Equity traders, whose assets are knowingly affected by the events of their supply chain network, complex corporate structures and global market exposure, are likely to be more familiar with this dilemma than currency traders. A news story breaking in China about a fire in a battery factory for mobile phones may not seem important at first glance, but as a supplier to Apple it would be a hugely significant story.
This automatic identification of associated assets and the tracing of multi-hop relationships is an exciting development in news analytics, an approach that requires multiple semantic web technologies including Named Entity Recognition (NER) and NLP to be adopted across a wide range of financial disciplines. For traders, the ability to identify these connections can expose opportunities as well as help manage risks.
Solutions like graph databases (a database designed to treat the relationships between data as equally important as the data itself) and query languages, offering an almost constant-time operation complexity that efficiently analyses millions of connections per second, have allowed for the democratization and more widespread adoption of these technologies.

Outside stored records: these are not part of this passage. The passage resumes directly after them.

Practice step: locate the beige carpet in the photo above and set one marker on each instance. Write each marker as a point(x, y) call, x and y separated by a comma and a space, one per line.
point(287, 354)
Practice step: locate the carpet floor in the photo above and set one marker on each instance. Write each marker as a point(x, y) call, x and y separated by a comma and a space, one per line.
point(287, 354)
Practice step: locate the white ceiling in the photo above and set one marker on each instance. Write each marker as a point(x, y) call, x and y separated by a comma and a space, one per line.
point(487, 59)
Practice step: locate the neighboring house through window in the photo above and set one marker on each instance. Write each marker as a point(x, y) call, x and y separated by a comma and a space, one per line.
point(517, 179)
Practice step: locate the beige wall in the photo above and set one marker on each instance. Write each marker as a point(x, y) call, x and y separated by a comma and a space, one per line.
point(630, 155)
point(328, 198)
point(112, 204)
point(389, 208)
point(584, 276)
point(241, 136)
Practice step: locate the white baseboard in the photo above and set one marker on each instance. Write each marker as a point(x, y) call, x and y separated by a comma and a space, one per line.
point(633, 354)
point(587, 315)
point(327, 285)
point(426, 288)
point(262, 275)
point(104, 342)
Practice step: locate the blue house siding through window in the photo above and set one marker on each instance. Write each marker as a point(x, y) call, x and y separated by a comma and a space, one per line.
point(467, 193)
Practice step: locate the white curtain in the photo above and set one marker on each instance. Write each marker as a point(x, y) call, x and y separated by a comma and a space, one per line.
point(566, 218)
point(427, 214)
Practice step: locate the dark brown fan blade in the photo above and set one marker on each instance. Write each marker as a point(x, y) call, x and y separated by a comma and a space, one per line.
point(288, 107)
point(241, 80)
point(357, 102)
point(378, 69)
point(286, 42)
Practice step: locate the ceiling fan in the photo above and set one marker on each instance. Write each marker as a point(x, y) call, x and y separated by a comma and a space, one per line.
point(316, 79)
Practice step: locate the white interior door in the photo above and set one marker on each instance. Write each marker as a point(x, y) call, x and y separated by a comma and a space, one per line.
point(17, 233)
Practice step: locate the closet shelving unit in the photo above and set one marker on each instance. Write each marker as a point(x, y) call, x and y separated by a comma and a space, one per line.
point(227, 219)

News analytics technology has undergone significant improvements in recent years as it evolves to keep up with investor demands for new alternative data sets. Graph analytics in particular continue to be a trending discipline in data science, and Gartner predicts that graph processing and graph database management systems application will continue growing at 100% annually through 2022, allowing for more efficient modelling, exploration and querying of interlinked data.
As with sentiment data analysis, we are likely to see further evolution in both the technology and its applications in trading. And just like library signage was an early form of meta tagging, each evolution will be the foundation of something new, offering traders more and more value from one of the oldest tools in the industry: good, high-quality journalism.